Intergra. (1 Viewer)

[TheCanuck]

Guys...how do u do these questions...Im sort of stuck here....

intergral of dx/94-x^2)

intergral of dx/(x^2-4)

thanx guys =)

 

[drynxz]

hmm ..theres use to be a standard intergral for this..but i dont think they teach it anymore.

i think its

int. dx/(a^2 - x^2) = 1/2a ln [(a+x)/(a-x)] + c

and

int. dx/(x^2-a^2) = 1/2a ln [(x-a)/(x+a)] + c

 

[jb_nc]

hmm ..theres use to be a standard intergral for this..but i dont think they teach it anymore.

i think its

int. dx/(a^2 - x^2) = 1/2a ln [(a+x)(a-x)] + c

and

int. dx/(x^2-a^2) = 1/2a ln [(x-a)/(x+a)] + c

check this: http://www.maths.usyd.edu.au/u/UG/JM/MATH1605/r/assign/standard_integrals.pdf

 

[Shortbreads]

You could always try substitutions like x= sqrt(94)sin@ for the first one and x= 2sec@ for the second.

Or take out a minus and use x= 2sin@, which might be easier.

 

[nickthebiscuit]

hmm ..theres use to be a standard intergral for this..but i dont think they teach it anymore.

i think its

int. dx/(a^2 - x^2) = 1/2a ln [(a+x)(a-x)] + c

and

int. dx/(x^2-a^2) = 1/2a ln [(x-a)/(x+a)] + c

int. dx/(a^2 - x^2) = 1/2a ln [(a+x)/(a-x)] + c

yeah you missed the divide sign

 

[SoulSearcher]

Guys...how do u do these questions...Im sort of stuck here....

intergral of dx/94-x^2)

intergral of dx/(x^2-4)

thanx guys =)

You can always use partial fractions, as a last resort.

 

[KFunk]

Substitute x=2sin@ into the first one, so that dx = 2cos@d@, yielding

(Int) (2cos@)d@/(4 - 4sin²@)

= 1/2 (Int) Sec@ d@

You then have a painful process: http://www.math.com/tables/integrals/more/sec.htm

= 1/2 ln|sec@ + tan@| + C

---------- Converting back to x ---------------

Make a right angle triangle where sin@ = x/2, giving sec@ = 2/Sqrt(4-x²) and tan@ = x/Sqrt(4-x²).
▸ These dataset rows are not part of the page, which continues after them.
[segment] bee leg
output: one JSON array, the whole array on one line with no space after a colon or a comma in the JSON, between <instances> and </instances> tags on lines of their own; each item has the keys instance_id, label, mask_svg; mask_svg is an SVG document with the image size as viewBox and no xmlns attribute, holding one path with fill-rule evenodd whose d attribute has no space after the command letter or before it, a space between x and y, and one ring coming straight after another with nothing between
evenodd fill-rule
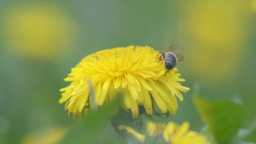
<instances>
[{"instance_id":1,"label":"bee leg","mask_svg":"<svg viewBox=\"0 0 256 144\"><path fill-rule=\"evenodd\" d=\"M161 55L160 56L160 57L159 57L159 60L161 60L161 59L162 59L162 56L163 56L164 59L165 57L165 56L164 55L164 52L159 52L159 53L161 53Z\"/></svg>"},{"instance_id":2,"label":"bee leg","mask_svg":"<svg viewBox=\"0 0 256 144\"><path fill-rule=\"evenodd\" d=\"M171 69L168 69L165 73L164 73L164 76L165 76L165 74L167 72L169 72Z\"/></svg>"}]
</instances>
Hence we obtain:

1/2 ln|(x+2)/Sqrt(4-x²)| + C

= 1/2 ln|Sqrt[(x+2)²/(2+x)(2-x)]| + C

= 1/4 ln|(2+x)/(2-x)| + C ..... by moving sqrt out of log as 1/2 and cancelling (x+2)

 

[toadstooltown]

Eurgh. I never understood why people substitute. They can both be simply done by partial fractions and easily gets you to the correct logs.

 

[Shortbreads]

I'd like to take that wink in a suggestive manner...

But it's pretty much impossible in this case.

*sigh*

 

[drynxz]

int. dx/(a^2 - x^2) = 1/2a ln [(a+x)/(a-x)] + c

yeah you missed the divide sign

woops its fixed now